Rampant Games - Capturing More of the Tabletop Experience
Jay Barnson writes about bridging the gap between tabletop and computer RPG experiences in Capturing More of the Tabletop Experience:
Computer RPGs began, in part, as a way for D&D players to enjoy a taste of their game without the difficulty of getting a bunch of people together at the same place and time to game. Been there, done that. If it weren’t for our regular Saturday-night games, It’d be only the occasional Thanksgiving or something where I’d actually have a chance to sling a real D20.

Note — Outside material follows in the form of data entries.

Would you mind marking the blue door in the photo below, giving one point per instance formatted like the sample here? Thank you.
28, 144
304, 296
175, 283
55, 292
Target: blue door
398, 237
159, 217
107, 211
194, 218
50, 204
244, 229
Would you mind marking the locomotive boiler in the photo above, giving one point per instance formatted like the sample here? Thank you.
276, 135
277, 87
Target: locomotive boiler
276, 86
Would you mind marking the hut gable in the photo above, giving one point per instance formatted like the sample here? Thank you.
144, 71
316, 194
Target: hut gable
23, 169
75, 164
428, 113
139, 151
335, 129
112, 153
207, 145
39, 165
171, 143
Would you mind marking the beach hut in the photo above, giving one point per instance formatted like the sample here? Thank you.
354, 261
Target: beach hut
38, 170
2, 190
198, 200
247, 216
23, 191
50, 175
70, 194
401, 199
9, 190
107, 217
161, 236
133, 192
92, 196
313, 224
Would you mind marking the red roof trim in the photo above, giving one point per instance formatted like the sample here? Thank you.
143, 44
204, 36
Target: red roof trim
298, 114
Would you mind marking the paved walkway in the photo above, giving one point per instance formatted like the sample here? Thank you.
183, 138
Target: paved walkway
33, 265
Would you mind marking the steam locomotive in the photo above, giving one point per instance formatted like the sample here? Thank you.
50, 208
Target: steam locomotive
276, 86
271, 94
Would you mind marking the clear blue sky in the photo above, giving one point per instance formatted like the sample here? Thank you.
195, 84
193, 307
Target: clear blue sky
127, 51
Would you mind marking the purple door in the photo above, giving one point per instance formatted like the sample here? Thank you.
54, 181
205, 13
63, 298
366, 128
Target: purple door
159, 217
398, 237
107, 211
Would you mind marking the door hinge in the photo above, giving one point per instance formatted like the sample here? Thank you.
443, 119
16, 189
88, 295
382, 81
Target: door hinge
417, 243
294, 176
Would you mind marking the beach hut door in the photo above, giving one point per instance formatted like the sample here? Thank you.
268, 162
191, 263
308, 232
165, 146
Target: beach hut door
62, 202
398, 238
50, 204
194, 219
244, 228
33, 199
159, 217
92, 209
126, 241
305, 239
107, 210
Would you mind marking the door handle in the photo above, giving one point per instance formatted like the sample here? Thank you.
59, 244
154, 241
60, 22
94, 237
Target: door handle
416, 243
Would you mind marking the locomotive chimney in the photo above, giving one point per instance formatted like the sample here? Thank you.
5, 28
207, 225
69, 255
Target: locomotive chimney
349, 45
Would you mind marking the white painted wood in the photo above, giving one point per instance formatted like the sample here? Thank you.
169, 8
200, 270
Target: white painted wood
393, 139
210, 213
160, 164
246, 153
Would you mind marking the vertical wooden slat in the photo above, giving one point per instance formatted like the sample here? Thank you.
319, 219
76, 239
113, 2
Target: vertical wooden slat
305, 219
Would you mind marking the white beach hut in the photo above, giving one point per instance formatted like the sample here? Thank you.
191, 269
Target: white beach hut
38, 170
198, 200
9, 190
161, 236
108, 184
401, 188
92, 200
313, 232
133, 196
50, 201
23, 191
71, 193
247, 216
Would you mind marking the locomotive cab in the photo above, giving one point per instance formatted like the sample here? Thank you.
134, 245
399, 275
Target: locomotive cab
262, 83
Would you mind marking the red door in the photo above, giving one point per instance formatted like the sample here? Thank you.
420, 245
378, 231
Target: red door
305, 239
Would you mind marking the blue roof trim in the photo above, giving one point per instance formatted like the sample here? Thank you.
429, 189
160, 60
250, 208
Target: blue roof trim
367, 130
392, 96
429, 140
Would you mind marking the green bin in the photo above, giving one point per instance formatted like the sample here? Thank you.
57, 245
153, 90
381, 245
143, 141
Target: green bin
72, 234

For a (very short) while, there, I wondered if it was worth continuing in light of MUDS and MMORPGs. I was getting online with some of the same friends I was gaming with, and we were having grand adventures – well, at first – just like our dice-and-paper nights. But now we were doing it with cool graphics and sound, and everything! It was a lot closer to what we were imagining when we were slinging the dice next to our rulebooks and character sheets.
I wondered the same thing when we started playing Neverwinter Nights or Vampire the Masquerade: Redemption online. Same deal, only now we had an actual GM / Storyteller designing the adventures and stuff. Could this replace the Saturday Night gaming sessions for us? I mean, it was the same thing, only our miniatures looked a lot cooler, right?